The festival itself, billed as the Ohum Odwira Festival, was a glamorous, if relatively small celebration. It had all the hallmarks of an Akan festival – beautiful kente and other cloths with gold jewelry, an array of colourful umbrellas hovering over one chief or the other, traditional drumming and dancing, pouring of libation and graceful dancers to boot.

The Akuapem Mamponghene, Osabarima Kwame Out Dartey III, looked resplendent and very regal as he sat presiding over affairs.

The programme brochure indicated that ‘we mark the Ohum Odwira Festival to pay homage to our forerunners and honour a generation of industrious citizens who seek the peace, progress and prosperity of Akuapem.’

My forced Akuapem twang came into full play whenever I engaged any of the locals.

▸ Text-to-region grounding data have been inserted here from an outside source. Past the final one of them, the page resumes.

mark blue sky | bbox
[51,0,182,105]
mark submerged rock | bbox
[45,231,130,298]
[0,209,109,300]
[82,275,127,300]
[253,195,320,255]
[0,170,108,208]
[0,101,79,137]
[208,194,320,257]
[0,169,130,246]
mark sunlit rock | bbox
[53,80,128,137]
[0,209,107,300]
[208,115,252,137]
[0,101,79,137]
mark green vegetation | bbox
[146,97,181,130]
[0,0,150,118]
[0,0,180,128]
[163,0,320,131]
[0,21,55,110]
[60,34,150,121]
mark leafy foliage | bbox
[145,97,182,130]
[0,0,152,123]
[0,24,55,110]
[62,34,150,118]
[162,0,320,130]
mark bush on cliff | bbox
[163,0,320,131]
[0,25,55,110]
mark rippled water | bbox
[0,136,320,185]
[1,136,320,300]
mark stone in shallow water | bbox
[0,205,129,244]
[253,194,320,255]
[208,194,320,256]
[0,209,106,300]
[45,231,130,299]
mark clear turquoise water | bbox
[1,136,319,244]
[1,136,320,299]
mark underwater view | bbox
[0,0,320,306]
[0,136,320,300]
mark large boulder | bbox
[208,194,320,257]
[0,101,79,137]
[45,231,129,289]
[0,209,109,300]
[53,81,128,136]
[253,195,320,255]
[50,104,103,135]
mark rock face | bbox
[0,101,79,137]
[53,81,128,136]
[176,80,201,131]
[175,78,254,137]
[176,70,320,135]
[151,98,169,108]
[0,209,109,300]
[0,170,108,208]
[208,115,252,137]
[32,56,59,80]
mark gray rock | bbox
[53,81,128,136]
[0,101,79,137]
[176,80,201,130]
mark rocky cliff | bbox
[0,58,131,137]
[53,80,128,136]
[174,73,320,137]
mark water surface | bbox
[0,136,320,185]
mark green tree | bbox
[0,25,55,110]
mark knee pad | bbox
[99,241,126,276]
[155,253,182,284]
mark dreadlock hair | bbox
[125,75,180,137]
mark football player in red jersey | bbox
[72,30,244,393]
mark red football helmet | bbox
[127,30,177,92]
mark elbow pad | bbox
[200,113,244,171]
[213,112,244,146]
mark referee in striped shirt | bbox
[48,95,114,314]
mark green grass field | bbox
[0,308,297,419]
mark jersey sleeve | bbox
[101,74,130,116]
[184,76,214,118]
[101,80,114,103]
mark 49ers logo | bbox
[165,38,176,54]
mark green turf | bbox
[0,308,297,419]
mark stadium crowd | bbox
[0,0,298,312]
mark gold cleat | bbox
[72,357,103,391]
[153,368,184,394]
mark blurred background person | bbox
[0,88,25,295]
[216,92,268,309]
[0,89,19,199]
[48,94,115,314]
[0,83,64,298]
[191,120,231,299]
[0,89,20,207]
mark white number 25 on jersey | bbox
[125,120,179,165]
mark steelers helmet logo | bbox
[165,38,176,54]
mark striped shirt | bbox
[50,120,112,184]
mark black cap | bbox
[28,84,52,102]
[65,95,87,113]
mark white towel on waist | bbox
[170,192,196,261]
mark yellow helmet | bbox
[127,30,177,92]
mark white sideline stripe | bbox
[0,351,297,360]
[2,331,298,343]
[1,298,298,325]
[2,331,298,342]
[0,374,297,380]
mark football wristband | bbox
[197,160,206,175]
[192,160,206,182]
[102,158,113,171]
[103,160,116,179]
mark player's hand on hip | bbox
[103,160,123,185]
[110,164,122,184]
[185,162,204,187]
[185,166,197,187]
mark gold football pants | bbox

They put on polite smiles but I am sure that they were grimacing inside as they watched me butcher their language.

I certainly must come over to immerse myself in the language and take a crash course.

Back to Accra

Soon, it was time to leave the sweet, fresh, frothy palm wine and the fresh mountain air behind and head back to Accra.

In many ways, my heart sank in tandem with our downward climb. But as they say, all good things come to an end except the kingdom of God, of course.

Accra can be quite stressful, like many big cities around the world – the traffic, the car fumes, the crowds, the rat race.

I think to maintain one’s sanity, one needs an escape from its claws every now and then, even if it is for a day's return trip to nearby oasis of tranquility, whether it is to stroll in the Aburi Gardens or watch the waves on Prampram beach.

I have nothing but sheer envy for my two friends who live at Aburi and Akropong, respectively and commute to work in the centre of Accra on a daily basis.

I understand this weekend is the big Odwira festival at Akropong, seat of the Akuapem state.

A couple of friends have insisted that I should be there. They need not bother because I need no persuasion whatsoever to climb up the ridge.

In fact, I need every excuse I can lay hands on, and more.